Et que peut faire le réseau des communicants publics pour accompagner ces évolutions du métier ?
Le rôle d’un réseau professionnel comme le nôtre, qui s’adresse aux 25 000 communicants publics, qui offre des services à chacun, est d’abord de permettre l’échange d’expériences. Souvent, le communicant public est un peu seul dans sa collectivité. Il a besoin d’échanger, de confronter son quotidien à celui de ses collègues. Il a aussi besoin d’un accompagnement professionnel pour rester à la pointe des techniques de son métier et pour être en capacité d’être un conseiller. Son expertise est particulièrement utile à l’action publique.
« Le communicant public va devoir construire un récit crédible sur un ton moins moralisateur, dé-technicisé, et donner à voir une vision du monde portée par de nouveaux codes du bien vivre ensemble. »
Pensez-vous que les nouvelles équipes installées lors des dernières élections municipales attendent cette expertise de leurs communicants ?

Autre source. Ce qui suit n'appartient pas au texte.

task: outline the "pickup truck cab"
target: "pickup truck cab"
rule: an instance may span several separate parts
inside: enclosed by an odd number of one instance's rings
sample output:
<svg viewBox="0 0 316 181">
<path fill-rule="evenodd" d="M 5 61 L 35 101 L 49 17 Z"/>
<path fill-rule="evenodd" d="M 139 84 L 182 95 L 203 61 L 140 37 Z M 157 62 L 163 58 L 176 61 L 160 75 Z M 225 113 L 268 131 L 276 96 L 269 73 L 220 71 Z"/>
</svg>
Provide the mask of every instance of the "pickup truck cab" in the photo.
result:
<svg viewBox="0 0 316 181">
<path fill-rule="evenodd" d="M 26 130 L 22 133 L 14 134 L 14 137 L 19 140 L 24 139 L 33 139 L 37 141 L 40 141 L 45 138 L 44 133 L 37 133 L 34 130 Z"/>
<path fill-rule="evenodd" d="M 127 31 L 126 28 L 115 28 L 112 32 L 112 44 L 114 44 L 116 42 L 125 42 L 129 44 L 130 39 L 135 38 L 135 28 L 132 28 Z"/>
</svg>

Les programmes, comme les nouveaux élus municipaux, ont mis en avant deux priorités majeures. L’engagement de leur collectivité pour faire face au dérèglement climatique et la participation des citoyens. Certes, les discours sont plus faciles que les actes mais les Français jugent sur les résultats. La relation citoyenne, c’est à dire l’implication des citoyens, des usagers, à tous les stades de la construction des politiques publiques est aujourd’hui essentielle au fonctionnement et à l’avenir de notre système démocratique. De plus, c’est une source d’efficacité de l’action publique, notamment pour accompagner la transition environnementale. Au regard de ces priorités, les élus sont de plus en plus souvent convaincus que le communicant public joue un rôle primordial notamment pour informer, expliquer, mobiliser, faire vivre la participation et faire évoluer les comportements.
Le dernier Baromètre de la communication locale confirme-t-il cette attente des habitants pour une action publique plus participative ?
Ce sondage grand public a été réalisé à l’issue de la première période de confinement et après les élections municipales. Les résultats traduisent que les Français, de manière générale, perçoivent très positivement les dispositifs locaux de concertation et de participation. Plus de 8 Français sur 10 considèrent que ces dispositifs sont une bonne chose pour que les élus aient une meilleure connaissance des attentes des citoyens, pour que les citoyens soient davantage associés aux décisions les concernant et pour faire émerger des solutions innovantes et améliorer directement les projets et politiques publiques. De plus, le Baromètre mesure que la confiance envers les institutions locales et les élus de proximité reste forte. Cette confiance s’exprime dans l’appréciation que les Français portent sur la communication de leurs collectivités. Ils la jugent crédible et utile. Ils sont demandeurs d’une information plus abondante pour mieux comprendre et agir. Sur ce socle de confiance, la démocratie peut s’appuyer voire se renouveler à partir du local.